As for Iran, there are so many... i love Abbas Kiarostami. Sadly, his first trilogy, composed of Where's my friends house?, And life goes on and Through the olive trees is not available on dvd. But you can find it on vhs, if you have a good videostore near you, and they are just lovely.

If you are interested in gypsy life, try any of Tony Gatlif's films. I especially like Latcho Drom, a wordless music documentary about gypsy music from india to spain. again, available on VHS not on dvd.

And, finally, there are a lot of kiarostami influenced film makers in argentina. for a very simple approach to how things seem to be over there, try Ana y los otros. Mind you, all these films (except for Gatlif's) are very low key. Meaning, they are slow and not much happens. But that leisurly pace allows you to get a sense of that otherness that you look for...
posted by MrMisterio at 4:21 PM on July 12, 2008

Historical fiction, icons bawdily woven together, the Flashman series...
posted by dragonsi55 at 4:54 PM on July 12, 2008

Ronan Bennett's The Catastrophist set in the Congo as it achieves independence and Havoc, in Its Third Year set in 17th century horthern England are both good reads.
posted by Abiezer at 11:32 PM on July 12, 2008 [1 favorite]

If you like Atanarjuat, then try reading Kabloona by Gontran De Poncins. A couple of other films from the Native perspective set in the present day: Pow Wow Highway and Smoke Signals. A bit flawed but interesting, a couple of other films: Black Robe and The Snow Walker. The New Zealand films Utu and Once Were Warriors are excellent, also Dersu Uzala is very good.

Keep in mind also that some of the classics of what is called travel literature, particularly by British authors for some reason, probably fit your criteria, and also memoirs and autobiographies.

I also cannot recommend highly enough A Time of Gifts and Between The Woods and Water by Patrick Leigh Fermor. Also, in no particular order, try Aké: The Years of Childhood by Wole Soyinka, In Patagonia by Bruce Chatwin, News From Tartary by Peter Fleming, Cut Stones and Crossroads by Ronald Wright, Arabian Sands by Wilfred Thesiger, The Places In Between by Rory Stewart, Out of Africa by Isaac Dinesen, My Family and Other Animals by Gerald Durrell.
posted by gudrun at 12:47 PM on July 13, 2008

Response by poster: Thanks everyone, lots of great things to investigate.
posted by MetaMonkey at 12:47 PM on July 13, 2008

The novel Tipping the Velvet is a fascinating look at the different ways of being a lesbian in Victorian England.

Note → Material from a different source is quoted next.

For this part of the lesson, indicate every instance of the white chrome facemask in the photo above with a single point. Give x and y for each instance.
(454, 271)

It's really detailed on the intricacies of the dirty underbelly of London, the sex trade, the entertainment industry, class differences, and the ways different people in different times negotiate their sexualities and sexual identities. Avoid the BBC miniseries, though. All of the scintillation, none of the character or history.

Also: it makes me so happy to hear that other people have seen Atanarjuat. That same studio made another Inuit film a few years later called The Journals of Knud Rasmussen. I haven't seen it yet but I've heard it's amazing.